The AllocateProducerIdsRecord will consume 20 bytes plus record overhead. Since the established upper bound on Producer ID is Long.MAX_VALUE, the required storage could theoretically be in the petabyte range (assuming 1000 IDs per block and no truncation of old records). However, in practice, we will truncate old metadata records and it is unlikely to see such excessive producer ID generation.
Since the RPC will be rate limited, we should be able to avoid cases of excessive metadata generation or PID block exhaustion.
One favorable side effect of using metadata records is that we will effectively have an audit log of producer ID blocks and which brokers requested them. This could be useful in some debugging situations and may warrant some API or tool to expose this history, but that goes beyond the scope of this KIP.
Metadata snapshots will need to include the the latest Producer ID block that was committed to the metadata log. Since we only need the latest block, the impact on the size of the snapshots is trivial.
The broker will now defer to the controller for allocating blocks of PIDs. This is done by sending an AllocateProducerIdsRequest to the controller using an inter-broker channel. If the request fails, the broker will retry for certain transient errors. The broker should use the ID block returned by the RPC (as opposed to waiting to replicate the AllocateProducerIdsRecord metadata record).
Since there is now a Kafka network request involved in the ID block generation, we should consider pre-fetching blocks so a client is never waiting on an InitProducerIdRequest for too long. We will likely share an existing broker-controller channel for this RPC, so we cannot guarantee low or consistent latencies.
Compatibility, Deprecation, and Migration Plan
For the Kafka 3.x release that eventually becomes our KRaft “bridge release”, we will need to support the existing ZooKeeper ID-generation along with the new KRaft approach. Since the ZooKeeper approach uses the conditional update API in ZooKeeper, it is actually safe to have some brokers directly talking to ZooKeeper while others are using the new RPC to have the controller update ZooKeeper (as would happen during a rolling upgrade).
All brokers would need to be using the new RPC before upgrading to KRaft mode, which means clusters will need to upgrade to the bridge release before changing to KRaft mode.
See also: Bridge Release section of KIP-500
Upgrade from ZK
In order to upgrade from the ZK-based ID block generation, we will need to ensure that the ID blocks generated by the quorum controller do not overlap with those previously generated by ZK. This can be done by reading the latest producer ID block from ZK and generating an equivalent record in the metadata log. This will need to be incorporated into the overall KRaft upgrade plan once that is available.
Uncoordinated ID generation
One alternative would be to attempt to pre-allocate IDs in an uncoordinated manner using the broker ID. A scheme like this could probably be made to work, but might be hard to reconcile with previously ZK-generated ID ranges. It also means that some care would need to be taken to account for brokers that might be added in the future. This would also require that the brokers use some durable storage for their own ID ranges. Using the controller is not much more complicated than an uncoordinated approach (possibly its even simpler), and using the controller makes it easier to ensure correctness.
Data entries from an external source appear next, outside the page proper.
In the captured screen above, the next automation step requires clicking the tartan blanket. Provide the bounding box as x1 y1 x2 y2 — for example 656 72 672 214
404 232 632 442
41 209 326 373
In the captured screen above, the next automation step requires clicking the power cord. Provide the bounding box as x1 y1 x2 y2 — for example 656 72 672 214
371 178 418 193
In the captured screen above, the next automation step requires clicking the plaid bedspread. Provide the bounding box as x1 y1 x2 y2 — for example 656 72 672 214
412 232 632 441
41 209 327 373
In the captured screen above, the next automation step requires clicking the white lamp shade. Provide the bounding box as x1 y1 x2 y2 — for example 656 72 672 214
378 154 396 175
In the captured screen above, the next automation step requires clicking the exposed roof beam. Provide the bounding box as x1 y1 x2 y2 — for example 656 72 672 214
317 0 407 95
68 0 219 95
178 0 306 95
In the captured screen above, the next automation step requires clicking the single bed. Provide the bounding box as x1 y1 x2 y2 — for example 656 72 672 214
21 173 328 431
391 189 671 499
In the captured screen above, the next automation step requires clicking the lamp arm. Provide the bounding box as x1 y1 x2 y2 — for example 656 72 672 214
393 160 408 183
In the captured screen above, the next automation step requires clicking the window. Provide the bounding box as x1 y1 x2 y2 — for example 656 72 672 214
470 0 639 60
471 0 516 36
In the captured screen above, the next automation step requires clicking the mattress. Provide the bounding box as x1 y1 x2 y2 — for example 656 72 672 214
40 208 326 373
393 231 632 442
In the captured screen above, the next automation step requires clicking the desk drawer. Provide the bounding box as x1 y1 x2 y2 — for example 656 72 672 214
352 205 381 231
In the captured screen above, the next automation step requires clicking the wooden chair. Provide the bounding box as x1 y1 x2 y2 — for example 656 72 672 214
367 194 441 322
Another design consideration was whether or not the AllocateProducerIdsRequest should be idempotent. If we supported this, the broker would need additional local state and the controller would need additional in-memory state and logic. This approach could help guard against bugs where a broker rapidly requests ID blocks, but it also opens up a new class of bugs where the same producer IDs are returned more than once (possibly to different brokers). Since the ID space is quite large, and this RPC will be rate limited, we can forego this additional logic and the complexity that comes with it.